WILLEM BECKERS

Lecture

Six key attitudes for systemic practice in the field of extreme social withdrawal/ hikikomori

Throughout the years, I have professionally engaged in many complex cases, working with parents of extremely withdrawn young adults (also known as the ‘hikikomori phenomenon’, where young people withdraw from social life and isolate themselves). These young people struggle with relational and psychiatric challenges, yet frequently continue to refuse help. Their parents often face significant hardship and feel hopeless about change.

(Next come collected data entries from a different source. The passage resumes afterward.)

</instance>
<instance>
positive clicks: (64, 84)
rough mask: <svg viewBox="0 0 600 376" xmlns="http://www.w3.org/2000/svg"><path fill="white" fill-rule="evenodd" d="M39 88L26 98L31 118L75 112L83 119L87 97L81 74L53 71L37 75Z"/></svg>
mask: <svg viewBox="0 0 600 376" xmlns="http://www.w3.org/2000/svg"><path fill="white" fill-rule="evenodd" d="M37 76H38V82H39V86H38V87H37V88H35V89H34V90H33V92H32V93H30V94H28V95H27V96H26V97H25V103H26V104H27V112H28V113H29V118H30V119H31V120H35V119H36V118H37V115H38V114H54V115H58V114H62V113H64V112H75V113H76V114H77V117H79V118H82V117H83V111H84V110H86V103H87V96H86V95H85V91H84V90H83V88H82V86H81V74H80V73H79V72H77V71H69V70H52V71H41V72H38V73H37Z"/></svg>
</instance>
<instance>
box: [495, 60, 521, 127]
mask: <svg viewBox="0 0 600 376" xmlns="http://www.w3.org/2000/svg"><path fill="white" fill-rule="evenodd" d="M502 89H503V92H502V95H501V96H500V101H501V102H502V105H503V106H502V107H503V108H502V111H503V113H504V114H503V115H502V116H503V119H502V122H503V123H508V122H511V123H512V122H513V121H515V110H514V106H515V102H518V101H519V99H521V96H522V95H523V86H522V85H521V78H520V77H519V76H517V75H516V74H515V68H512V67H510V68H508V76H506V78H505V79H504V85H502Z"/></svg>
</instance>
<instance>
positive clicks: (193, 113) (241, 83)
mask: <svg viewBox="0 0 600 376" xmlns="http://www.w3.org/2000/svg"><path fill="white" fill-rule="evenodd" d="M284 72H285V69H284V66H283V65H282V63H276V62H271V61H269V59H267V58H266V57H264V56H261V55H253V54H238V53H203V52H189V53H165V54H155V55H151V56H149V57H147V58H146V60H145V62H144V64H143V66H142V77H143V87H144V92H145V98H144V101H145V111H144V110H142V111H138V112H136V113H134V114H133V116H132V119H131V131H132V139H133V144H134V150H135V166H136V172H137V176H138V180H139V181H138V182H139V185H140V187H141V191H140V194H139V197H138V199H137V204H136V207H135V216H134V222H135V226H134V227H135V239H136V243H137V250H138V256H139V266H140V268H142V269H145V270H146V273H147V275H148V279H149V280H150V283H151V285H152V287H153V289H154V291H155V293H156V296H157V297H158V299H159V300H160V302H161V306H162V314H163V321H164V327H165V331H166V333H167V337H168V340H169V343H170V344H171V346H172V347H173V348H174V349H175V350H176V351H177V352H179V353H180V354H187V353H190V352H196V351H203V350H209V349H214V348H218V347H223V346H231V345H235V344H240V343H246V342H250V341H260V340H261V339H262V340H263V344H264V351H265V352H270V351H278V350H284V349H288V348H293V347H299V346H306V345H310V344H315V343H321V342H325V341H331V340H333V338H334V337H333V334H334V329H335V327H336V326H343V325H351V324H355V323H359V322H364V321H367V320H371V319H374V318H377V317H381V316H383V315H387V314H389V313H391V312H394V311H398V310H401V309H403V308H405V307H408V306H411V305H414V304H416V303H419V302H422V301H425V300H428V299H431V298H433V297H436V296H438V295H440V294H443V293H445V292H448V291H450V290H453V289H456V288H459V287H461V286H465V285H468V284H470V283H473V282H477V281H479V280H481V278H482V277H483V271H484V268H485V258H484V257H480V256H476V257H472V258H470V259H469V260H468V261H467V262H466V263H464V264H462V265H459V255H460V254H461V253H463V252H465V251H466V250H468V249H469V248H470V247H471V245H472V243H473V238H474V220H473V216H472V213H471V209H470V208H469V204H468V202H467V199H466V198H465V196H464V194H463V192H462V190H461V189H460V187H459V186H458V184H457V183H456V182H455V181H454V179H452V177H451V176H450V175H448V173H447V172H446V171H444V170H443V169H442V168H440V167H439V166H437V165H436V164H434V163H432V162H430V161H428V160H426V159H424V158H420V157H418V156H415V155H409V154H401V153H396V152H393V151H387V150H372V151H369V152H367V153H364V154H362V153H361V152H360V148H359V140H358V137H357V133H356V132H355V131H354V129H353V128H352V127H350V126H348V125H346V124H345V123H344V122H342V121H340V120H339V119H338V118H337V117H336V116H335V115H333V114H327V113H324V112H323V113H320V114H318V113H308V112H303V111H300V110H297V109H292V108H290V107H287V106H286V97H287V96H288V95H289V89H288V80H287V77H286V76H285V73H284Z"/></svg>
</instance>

Non Violent Resistance (NVR) offers practitioners a framework and a growing evidence base to effectively help families reduce harm and improve their relationships with targeted interventions and specialized methods. However, managing highly compromised family dynamics through any given approach has its limitations. Families are open systems: chance, coincidence, and other external factors influence opportunities for change, sometimes even more so than professional interventions. So when you are collaborating with these parents, striving towards a better future comes with adversity, risk, and unpredictable consequences. This raises a critical question: if we can never truly control our outcomes, how do we decide where and when to direct our efforts?

In this keynote, I will discuss six process-oriented attitudes I have developed through trial and error that can be connected to the NVR approach. These can help professionals navigate complex journeys, balancing between the pitfalls of inflexible protocols and the constraints of inaction. When we don’t know where we are heading but aim for a life worth living, how do we move forward? Let’s find out together.

Biography

Willem Beckers works as a systemic psychotherapist, trainer and supervisor at the Interactie-Academie, an institute for systemic training and therapy in Antwerp. He specializes in working with parents in the field of child-to-parent violence and extreme social withdrawal (hikikomori) among adolescents and (young) adults. Reflective of the ethos at the Interactie-Academie, his approach develops through ongoing therapeutical practice, academic insight, team discussions, publications and international collaboration.